If disk is the heavyweight segment of the storage market, dominated by seven vendors--three pure-play (EMC, NetApp and HDS) and four IT generalists (IBM, HP, Dell and Oracle/Sun)--holding more than 80% of the market, then flash (or solid state) is the cocky up-and-comer and 2011 was the year that flash finally made the jump to legitimate contender. And while disk continues to muscle along, accounting for the lion's share of the storage market being driven by data growing at almost 60% per year, the much smaller flash market is undergoing hypergrowth.

While IDC put the enterprise storage systems market up 18% in customer revenue between 2009 and 2010, reaching $30.8 billion in 2010, it was projected to grow at a 3.9% compound annual growth rate (CAGR) between 2010 and 2015, with revenues expected to reach $37.3 billion in 2015. But 2010 saw SSD revenue increase 103.4%, due to strong growth in the enterprise segment, albeit on a smaller base, reports IDC.

The enterprise storage market was expected to grow 13% in the second half of 2011, according to IHS-iSuppli, and while hard disk drives would account for 71% of this revenue, they were only projected to be up 0.9% from the first half of the year. Meanwhile, SSDs would be up 61%, to $1.35 billion from $843 million.

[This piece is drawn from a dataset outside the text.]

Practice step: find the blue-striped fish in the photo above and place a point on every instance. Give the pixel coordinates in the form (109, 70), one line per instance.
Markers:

Although solid-state drive technologies and high-speed memory adoption appears to be skyrocketing in the enterprise market, the market will be hotly contested, according to a study from Storage Strategies NOW (SSG-NOW). Accounting for almost half the responses, HP (including 3Par) was the preferred SSD vendor (44.5%), followed by EMC (plus Isilon), IBM, and Fusion-io and NetApp tied for fourth.

Just over half the respondents said they had deployed a drive device format in a new storage array, followed by an appliance attached for access acceleration and drive device format in workstations and laptops. Looking ahead, new storage arrays will dominate (57.1%), followed by workstations and laptops, as well as access acceleration.

The primary drivers for adoption were the need to reduce response times, storage tiering to help throughput and increasing business agility. Key applications for 2011 were headed by database and transactional structured data, followed closely by OTLP and high-performance computing applications. For 2012, data warehousing moves to the top of the list, followed by primary data, Tier 0 storage, and business continuity and disaster recovery.